The present invention relates to a device for locking a tubing hanger to a tubing spool or the like in a subsea completion system. More particularly, the invention relates to such a device which is operable independently of both the tubing hanger and the tubing hanger running tool.
A typical prior art completion system for subsea oil and gas wells comprises a subsea wellhead which is installed at the upper end of a well bore, a production member which is connected to the top of the wellhead, and a tubing hanger which is landed in the production member and which supports a production tubing string that extends through the well bore and into the well. During installation and workover operations, the subsea completion system is often connected to a surface vessel through a low pressure riser which in turn is connected to a subsea blowout preventor (“BOP”) that is secured to the top of the production member.
The tubing hanger is normally installed in the production member using a tubing hanger running tool (“THRT”). In addition, once the tubing hanger is landed in the production member, a lockdown mechanism is usually actuated to secure the tubing hanger to the production member. A typical lockdown mechanism includes a lock ring which is supported on the tubing hanger and is expandable into locking engagement with a corresponding groove that is formed in the production member. Furthermore, once the tubing hanger is secured to the production member, a release mechanism on the THRT is actuated to release the tubing hanger from the THRT.
Thus, prior art THRT's must usually include a lockdown tool for actuating the lockdown mechanism on the tubing hanger and a release tool for actuating the release mechanism on the THRT. Moreover, these tools are often operated by hydraulic pressure which is supplied to the THRT through a hydraulic umbilical that is connected to the surface vessel.
When employing such a hydraulically operated THRT, however, safety and contingency concerns often require that a subsea test tree (“SSTT”) and a shear joint also be used. In this arrangement, the SSTT is connected to the top of the THRT, the shear joint is connected to the top of the SSTT, and the entire assembly is lowered on a running string through the low pressure riser and the BOP. In addition, the hydraulic umbilical for the THRT is run along side the running string and then routed to the THRT through the shear joint and the SSTT.
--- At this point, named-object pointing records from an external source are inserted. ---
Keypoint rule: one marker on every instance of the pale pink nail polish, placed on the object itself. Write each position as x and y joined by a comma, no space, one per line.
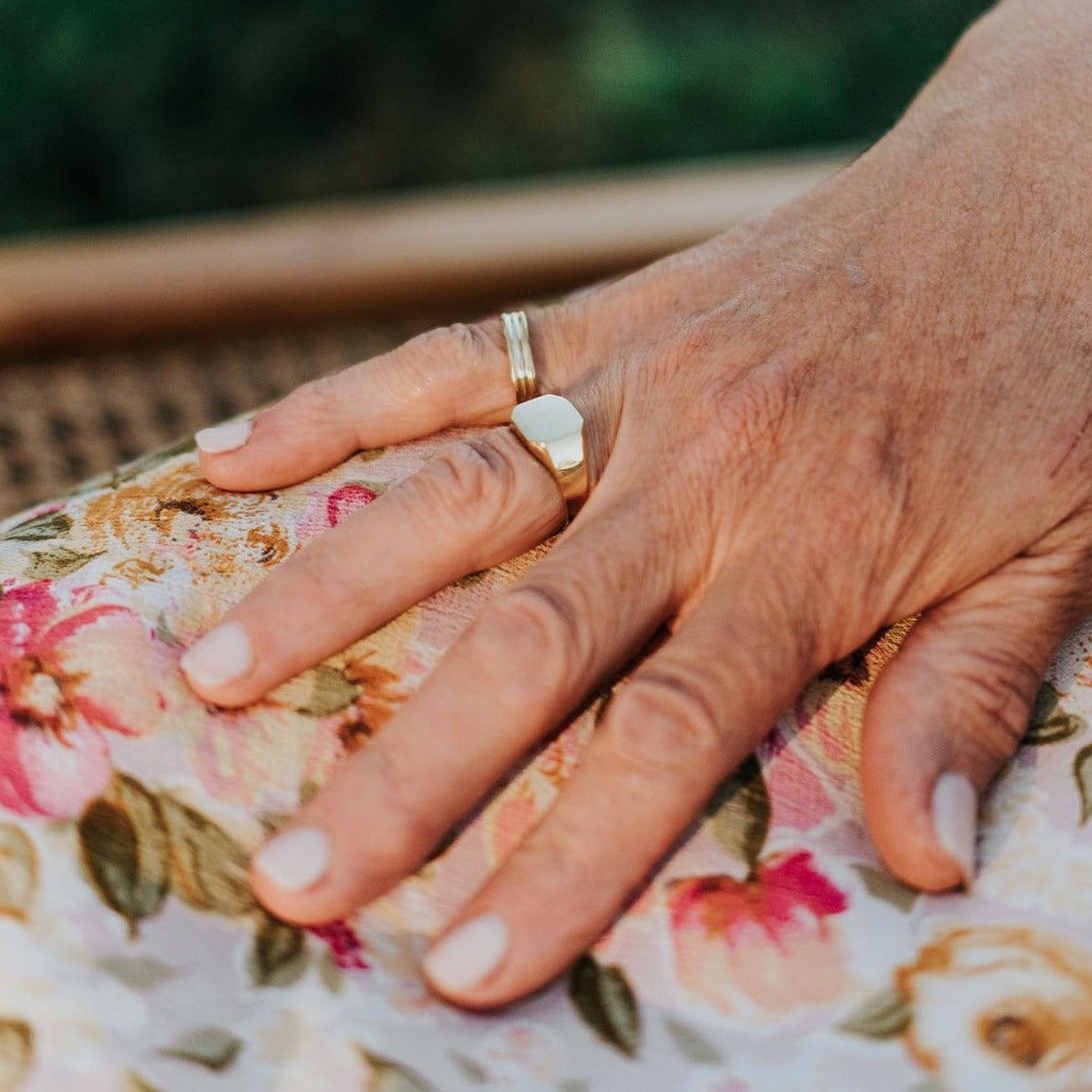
956,820
222,438
296,860
223,654
469,955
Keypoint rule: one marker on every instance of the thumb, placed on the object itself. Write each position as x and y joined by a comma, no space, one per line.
951,708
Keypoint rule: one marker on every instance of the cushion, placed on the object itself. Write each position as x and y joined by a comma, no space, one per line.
772,950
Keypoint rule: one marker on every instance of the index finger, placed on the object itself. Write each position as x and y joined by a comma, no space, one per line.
452,376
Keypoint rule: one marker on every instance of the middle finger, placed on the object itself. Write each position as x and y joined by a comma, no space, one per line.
478,503
528,660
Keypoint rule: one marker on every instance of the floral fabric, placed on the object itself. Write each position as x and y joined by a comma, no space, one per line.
771,952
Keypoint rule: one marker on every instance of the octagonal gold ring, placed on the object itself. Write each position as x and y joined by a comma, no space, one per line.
552,429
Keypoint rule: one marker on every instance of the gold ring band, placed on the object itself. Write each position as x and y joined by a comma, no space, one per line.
520,361
553,430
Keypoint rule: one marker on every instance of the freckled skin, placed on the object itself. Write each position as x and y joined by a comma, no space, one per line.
869,405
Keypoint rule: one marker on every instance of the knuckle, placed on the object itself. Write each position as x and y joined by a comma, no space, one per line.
319,401
995,699
472,480
534,631
748,415
665,721
404,831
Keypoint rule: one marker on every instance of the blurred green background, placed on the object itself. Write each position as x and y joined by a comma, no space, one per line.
113,110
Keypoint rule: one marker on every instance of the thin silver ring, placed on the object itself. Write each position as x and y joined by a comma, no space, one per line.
519,355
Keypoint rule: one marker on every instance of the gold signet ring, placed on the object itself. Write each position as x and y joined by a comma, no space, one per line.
523,365
553,430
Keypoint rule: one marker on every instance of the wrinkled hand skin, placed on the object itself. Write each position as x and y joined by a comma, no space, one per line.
874,403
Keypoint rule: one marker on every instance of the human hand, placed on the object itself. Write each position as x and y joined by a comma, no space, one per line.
875,403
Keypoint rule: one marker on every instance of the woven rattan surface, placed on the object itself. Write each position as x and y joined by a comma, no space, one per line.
66,418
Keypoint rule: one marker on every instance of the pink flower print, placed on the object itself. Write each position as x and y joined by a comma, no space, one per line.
345,945
327,510
65,679
764,942
348,499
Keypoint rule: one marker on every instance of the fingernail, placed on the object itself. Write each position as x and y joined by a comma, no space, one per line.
956,820
223,654
224,437
295,860
469,955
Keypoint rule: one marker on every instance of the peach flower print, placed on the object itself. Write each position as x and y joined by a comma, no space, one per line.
762,943
65,679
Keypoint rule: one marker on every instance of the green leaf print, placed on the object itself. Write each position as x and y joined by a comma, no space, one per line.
17,1053
278,957
19,871
123,843
211,1047
606,1003
388,1076
739,813
881,884
39,528
209,869
57,563
330,692
693,1045
1083,771
1049,722
882,1016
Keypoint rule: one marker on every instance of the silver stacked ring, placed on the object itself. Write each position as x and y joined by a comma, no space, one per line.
520,361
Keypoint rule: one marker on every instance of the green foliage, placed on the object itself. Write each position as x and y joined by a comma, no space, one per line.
115,109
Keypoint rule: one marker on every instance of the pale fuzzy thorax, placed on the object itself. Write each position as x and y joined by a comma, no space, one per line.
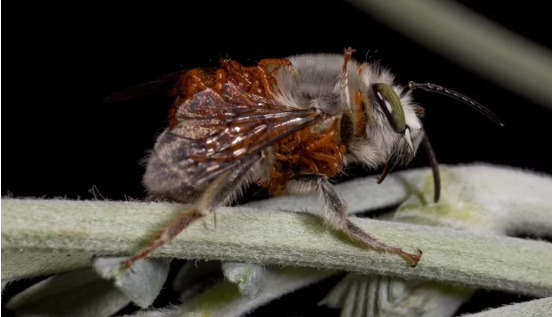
315,81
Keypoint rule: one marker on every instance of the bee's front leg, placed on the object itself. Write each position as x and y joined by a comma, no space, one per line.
335,215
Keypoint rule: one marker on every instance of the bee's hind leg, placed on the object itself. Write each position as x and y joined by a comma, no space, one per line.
217,193
335,215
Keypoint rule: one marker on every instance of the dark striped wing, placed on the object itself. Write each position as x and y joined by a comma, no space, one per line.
216,131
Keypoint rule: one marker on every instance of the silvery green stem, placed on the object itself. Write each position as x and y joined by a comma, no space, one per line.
472,41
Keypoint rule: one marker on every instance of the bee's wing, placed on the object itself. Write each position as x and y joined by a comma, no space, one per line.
216,131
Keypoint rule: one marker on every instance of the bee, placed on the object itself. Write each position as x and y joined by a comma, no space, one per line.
289,125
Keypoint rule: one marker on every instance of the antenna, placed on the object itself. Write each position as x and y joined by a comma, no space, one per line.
455,95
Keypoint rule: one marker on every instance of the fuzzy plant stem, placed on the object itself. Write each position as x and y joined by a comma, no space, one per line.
38,235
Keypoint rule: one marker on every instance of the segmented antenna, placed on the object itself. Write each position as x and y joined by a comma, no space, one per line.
458,96
434,168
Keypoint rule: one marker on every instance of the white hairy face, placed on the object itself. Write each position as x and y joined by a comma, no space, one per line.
382,142
317,81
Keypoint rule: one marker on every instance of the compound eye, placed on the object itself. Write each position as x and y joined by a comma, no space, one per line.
390,103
The SSTT and the shear joint allow for a controlled shut-in of the well in the event of a blowout or other emergency. When such an event occurs, the valves in the SSTT are closed, the lower BOP pipe rams are sealed around the SSTT and, if necessary, the upper BOP shear rams are actuated to sever the shear joint and thereby separate the running string from the SSTT. After the well has been brought back under control, the lower portion of the severed shear joint can be retrieved and a replacement shear joint then re-connected to the SSTT.
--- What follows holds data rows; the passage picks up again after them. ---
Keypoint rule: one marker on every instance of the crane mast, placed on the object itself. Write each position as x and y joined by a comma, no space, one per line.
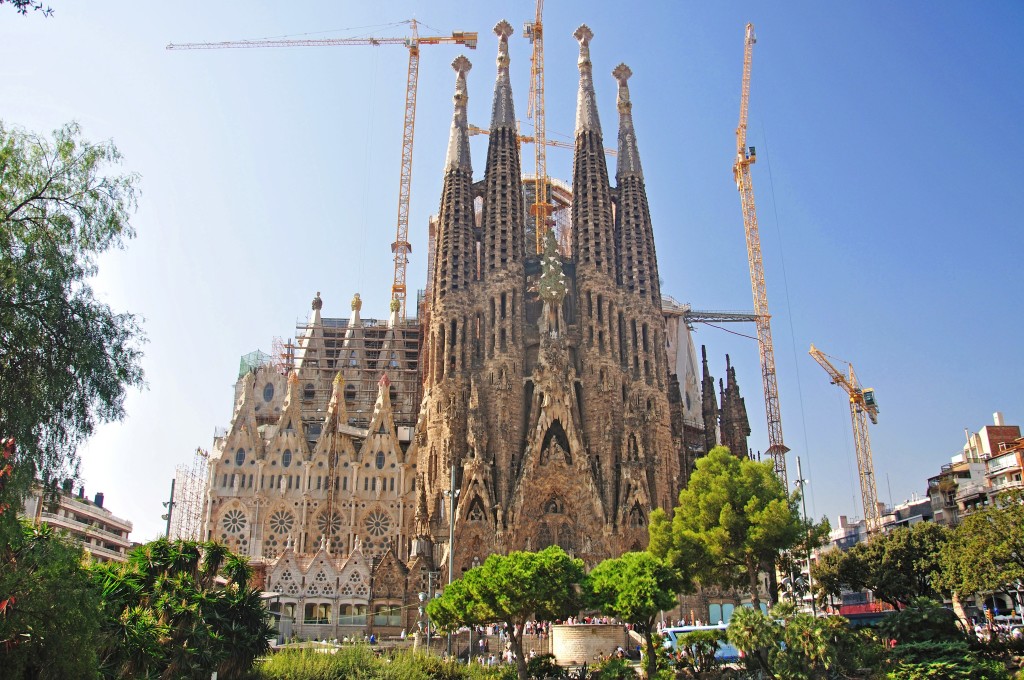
862,407
741,174
541,208
401,248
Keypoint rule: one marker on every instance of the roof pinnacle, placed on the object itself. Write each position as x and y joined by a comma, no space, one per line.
629,155
586,103
458,156
503,113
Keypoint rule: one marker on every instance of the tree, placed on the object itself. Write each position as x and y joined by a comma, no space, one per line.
985,553
897,566
66,357
49,607
167,615
23,6
735,512
635,588
511,589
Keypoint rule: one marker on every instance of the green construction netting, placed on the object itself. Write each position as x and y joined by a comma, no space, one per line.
252,360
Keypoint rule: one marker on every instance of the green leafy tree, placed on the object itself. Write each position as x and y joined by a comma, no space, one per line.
635,588
512,589
985,552
66,358
168,617
897,566
737,514
49,617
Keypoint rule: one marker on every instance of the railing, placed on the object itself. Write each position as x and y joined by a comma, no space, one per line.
83,526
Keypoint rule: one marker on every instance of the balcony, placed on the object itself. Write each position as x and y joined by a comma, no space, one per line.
82,527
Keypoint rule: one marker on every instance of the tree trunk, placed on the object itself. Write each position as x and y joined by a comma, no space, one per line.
752,570
515,639
650,663
772,583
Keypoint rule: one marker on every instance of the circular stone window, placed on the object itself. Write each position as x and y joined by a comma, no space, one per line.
378,522
235,521
282,522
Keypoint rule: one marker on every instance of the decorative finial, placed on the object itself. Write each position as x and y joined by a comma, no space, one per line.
458,155
587,119
622,74
629,156
461,65
503,112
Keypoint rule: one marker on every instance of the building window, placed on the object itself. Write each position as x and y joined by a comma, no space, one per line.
317,612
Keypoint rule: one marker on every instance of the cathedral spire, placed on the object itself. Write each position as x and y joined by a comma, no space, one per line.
709,404
637,263
458,156
629,157
455,261
502,218
592,220
502,112
586,102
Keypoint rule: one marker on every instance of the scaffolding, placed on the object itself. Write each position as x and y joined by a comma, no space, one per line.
189,489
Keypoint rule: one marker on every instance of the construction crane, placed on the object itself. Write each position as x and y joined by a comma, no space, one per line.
862,407
741,174
541,210
401,248
527,139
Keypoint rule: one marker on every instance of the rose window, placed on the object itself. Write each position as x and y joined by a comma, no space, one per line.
329,523
378,522
282,522
235,520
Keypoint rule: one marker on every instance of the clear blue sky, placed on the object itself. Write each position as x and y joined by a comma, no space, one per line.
888,183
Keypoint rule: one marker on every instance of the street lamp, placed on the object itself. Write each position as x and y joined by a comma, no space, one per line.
169,504
424,598
452,495
801,482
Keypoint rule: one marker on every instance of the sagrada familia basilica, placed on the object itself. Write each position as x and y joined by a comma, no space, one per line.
555,393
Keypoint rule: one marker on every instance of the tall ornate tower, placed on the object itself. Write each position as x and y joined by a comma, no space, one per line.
548,381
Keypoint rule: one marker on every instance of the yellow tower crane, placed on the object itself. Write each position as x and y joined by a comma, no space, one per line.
862,407
541,208
741,173
401,248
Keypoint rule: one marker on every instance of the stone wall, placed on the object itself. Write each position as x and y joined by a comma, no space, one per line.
573,645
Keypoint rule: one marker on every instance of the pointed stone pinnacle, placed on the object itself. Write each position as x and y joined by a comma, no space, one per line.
461,65
587,118
503,30
583,34
622,73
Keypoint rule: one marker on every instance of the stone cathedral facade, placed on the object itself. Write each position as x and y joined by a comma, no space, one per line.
557,389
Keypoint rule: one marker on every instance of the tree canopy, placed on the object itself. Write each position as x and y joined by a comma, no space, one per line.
66,358
635,588
512,589
733,518
49,607
167,615
985,552
897,566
Thus, the SSTT and the shear joint allow for hydraulic control of the THRT to be easily re-established. Once the replacement shear joint is connected to the SSTT, the hydraulic umbilical is again connected with the THRT. Without the SSTT and the shear joint, the BOP shear rams would sever the hydraulic umbilical and control of the THRT would be lost. Depending on the status of the tubing hanger lockdown and release mechanisms when control is lost, this can be a very costly and time consuming problem to fix.
Wile adequate for many applications, prior art hydraulically operated THRT's have several disadvantages which have become more problematic as subsea wells are drilled in deeper and deeper waters. First, hydraulic umbilicals are subject to collapse due the extreme hydrostatic pressures experienced at great depths. This can result in a temporary or permanent loss of control of the THRT or, in the worst case, a premature release and consequent dropping of the tubing hanger and the production tubing into the well.
Second, some operators prefer to use a surface BOP and a smaller diameter high pressure riser to connect the surface vessel to the production member in deep water. In this arrangement, the hydraulic umbilical for the THRT is routed through a “slick joint” in the running string which is positioned in the surface BOP. However, this requires that the umbilical be cut to a precise length in order to properly “space out” the slick joint, and this can be a difficult and expensive undertaking.
Third, as wells are drilled in progressively deeper waters, the use of “slimbore” completion systems is becoming increasingly popular. These systems comprise production members which have relatively small drift diameters. Consequently, the tubing hangers and THRT's for such systems must have correspondingly small diameters. However, when the tubing hanger lockdown mechanism is supported on the tubing hanger and the lockdown tool is incorporated in the THRT, minimizing the diameter of these components can be a challenge.